The suit was filed against Bear Stearn’s and one of its subsidiaries, both of which are now owned by JP Morgan The government alleges widespread misconduct in the packaging and sale of mortgage securities during the housing boom, including lying to investors about the quality of the loans sold and pressuring underwriters to produce as many mortgage loans as possible regardless of their quality.
The allegations echo those found in other lawsuits currently being pursued against Bear Stearn’s and JP Morgan by private parties, including other banks seeking to recover losses in mortgage-securities deals brokered by the defendants.
One example is Dexia, a Belgian-French bank, which is suing JP Morgan to get back $1.6 billion it lost in deals with Bear Stearn’s and Washington Mutual, another institution taken over by JP Morgan during the financial crisis.
Altogether, the government claims investors lost $22.5 billion as a result of low-quality mortgages sold by entities now controlled by JP Morgan The suit does not ask for a specific amount, but rather calls on JP Morgan to turn over all the profits it made as a result of fraud and to pay restitution to investors. Homeowners who were sucked into the deals with get nothing.

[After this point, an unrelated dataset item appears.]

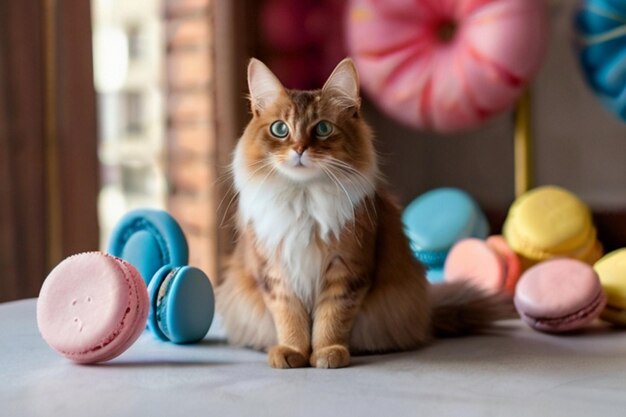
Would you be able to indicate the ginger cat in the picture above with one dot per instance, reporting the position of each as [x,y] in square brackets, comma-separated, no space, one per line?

The complaint contends that Bear Stearn’s and its lending unit, EMC Mortgage, defrauded investors who purchased mortgage securities packaged by the companies from 2005 through 2007.
The firms made material misrepresentations about the quality of the loans in the securities, the lawsuit said, and ignored evidence of broad defects among the loans that they pooled and sold to investors.
Moreover, when Bear Stearn’s identified problematic loans that it had agreed to purchase from a lender, it was required to make the originator buy them back. But Bear Stearn’s demanded cash payments from the lenders and kept the money, rather than passing it on to investors, the suit contends.
Unlike many of the other mortgage crisis cases brought by regulators such as the Securities and Exchange Commission, the task force’s action does not focus on a particular deal that harmed investors or an individual who was central to a specific transaction. Rather, the suit contends that the improper practices were institution wide and affected numerous deals during the period.